Das Buch der Klagelieder


Die Klagelieder entstanden, wohl ziemlich bald nach der Wegführung des Volks Israels, genauer seiner gesamten Führungsschicht (Gelehrte, Adlige, Reiche), in die Verbannung nach Babylon (586 vor Christus). Später dürften noch einige Ergänzungen vorgenommen worden sein. Die Lieder spiegeln dichterisch diese schwere Zeit des Volks Israel wider, reflektieren die Zerstörung Jerusalems und bringen Angst und Trauer Israels ins Wort. Die Autoren sind unbekannt. Zugeschrieben wurden sie dem Propheten Jeremia, der den Untergang Jerusalems angekündigt hatte und miterleben musste. Allerdings sind diese Lieder wohl im Exil entstanden und somit nicht aus der Feder Jeremias, der nach der Zerstörung in Jerusalem zurückblieb und dessen Spur sich später in Ägypten verliert. (sd)

Erstaunlich, dass sie dabei ihren Gott nie loslassen, nie sich abwenden und sagen: Du hast uns nicht geholfen, wir wenden uns nun an andere Götter. Und so lassen die Klagelieder schon ahnen, was die ganze Exilszeit prägen wird: Israel hält umso fester an Jahwe fest. Die Zeit des Exils wird zur Zeit der Vergewisserung des Glaubens, zu einer theologisch und literarisch unglaublich fruchtbaren Zeit. Einer Zeit, in der Israel entdeckt, dass ihr Gott nicht einer von vielen, sondern der einzige ist, dass er in und durch alle Völker wirkt, dass er der Schöpfer aller Dinge ist. Es gelingt, das Scheitern, die Verzweiflung und Klage in die Geschichte des Glaubens einzubinden. Damit wird sich die tiefe Krise zur Chance des Glaubens wenden und zu einem Neuanfang.

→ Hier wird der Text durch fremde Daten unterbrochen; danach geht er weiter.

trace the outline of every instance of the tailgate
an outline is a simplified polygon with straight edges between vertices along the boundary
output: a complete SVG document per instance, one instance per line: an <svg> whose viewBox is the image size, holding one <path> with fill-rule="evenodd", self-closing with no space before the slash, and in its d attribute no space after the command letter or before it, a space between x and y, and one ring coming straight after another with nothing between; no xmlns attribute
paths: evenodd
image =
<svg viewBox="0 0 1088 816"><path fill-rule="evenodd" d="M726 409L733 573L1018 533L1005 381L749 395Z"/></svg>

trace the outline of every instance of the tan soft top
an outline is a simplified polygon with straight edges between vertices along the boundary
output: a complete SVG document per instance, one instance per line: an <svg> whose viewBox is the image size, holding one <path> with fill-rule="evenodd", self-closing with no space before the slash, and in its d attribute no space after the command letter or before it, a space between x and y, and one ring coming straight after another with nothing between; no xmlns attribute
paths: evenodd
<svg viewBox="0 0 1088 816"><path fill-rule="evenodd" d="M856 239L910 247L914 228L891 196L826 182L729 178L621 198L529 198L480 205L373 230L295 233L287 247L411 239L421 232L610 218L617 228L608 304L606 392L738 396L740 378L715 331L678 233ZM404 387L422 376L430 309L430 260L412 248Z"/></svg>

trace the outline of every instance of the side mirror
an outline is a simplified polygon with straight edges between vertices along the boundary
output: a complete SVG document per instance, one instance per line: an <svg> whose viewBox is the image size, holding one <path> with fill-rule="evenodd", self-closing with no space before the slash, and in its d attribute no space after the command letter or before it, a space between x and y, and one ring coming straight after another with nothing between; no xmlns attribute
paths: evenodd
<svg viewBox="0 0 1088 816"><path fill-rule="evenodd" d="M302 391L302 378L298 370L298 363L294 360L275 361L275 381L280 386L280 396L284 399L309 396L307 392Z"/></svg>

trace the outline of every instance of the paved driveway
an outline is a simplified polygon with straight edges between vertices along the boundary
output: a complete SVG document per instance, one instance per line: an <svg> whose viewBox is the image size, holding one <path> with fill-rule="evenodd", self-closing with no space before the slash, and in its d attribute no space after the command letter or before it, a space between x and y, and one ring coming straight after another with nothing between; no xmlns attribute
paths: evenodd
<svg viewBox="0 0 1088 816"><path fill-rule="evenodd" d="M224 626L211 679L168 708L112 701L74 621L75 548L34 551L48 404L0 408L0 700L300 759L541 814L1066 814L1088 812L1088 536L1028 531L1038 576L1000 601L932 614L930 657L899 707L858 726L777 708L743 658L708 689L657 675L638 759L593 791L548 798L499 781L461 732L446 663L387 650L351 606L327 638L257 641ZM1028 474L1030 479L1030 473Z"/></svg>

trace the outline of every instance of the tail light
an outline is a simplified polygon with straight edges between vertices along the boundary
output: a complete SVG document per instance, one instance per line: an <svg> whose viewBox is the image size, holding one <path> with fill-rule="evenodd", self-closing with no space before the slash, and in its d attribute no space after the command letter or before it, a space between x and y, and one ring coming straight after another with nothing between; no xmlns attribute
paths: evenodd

Klagelieder auch auf andere Zerstörungserfahrungen lesbar

Doch das ist beim Dichten der Klagelieder noch in weiter Ferne. Der dichterische Ausdruck der Verzweiflung angesichts der Zerstörung der Stadt Jerusalem wird zu einer poetischen Folie, auf der auch spätere Zerstörungserfahrungen gelesen werden konnten. Sehr eindrücklich ist zum Beispiel die Vertonung der Klagelieder durch Rudolf Mauersberger angesichts der Bombardierung Dresdens: „Wie liegt die Stadt so wüst, die voll Volks war!“ lässt er den Chor singen. Sehnsüchtig erklingt es „Bringe uns, Herr, wieder zu dir, dass wir wieder heimkommen!“ Das Chorstück endet mit einem Aufschrei, der die Stimmung der Klagelieder gut zusammenfasst: „Ach Herr, siehe an mein Elend!“ (Susanne Deininger, Pastoralreferentin im Pfarrverband Dachau-St. Jakob und theologische Mitarbeiterin im Dachauer Forum.)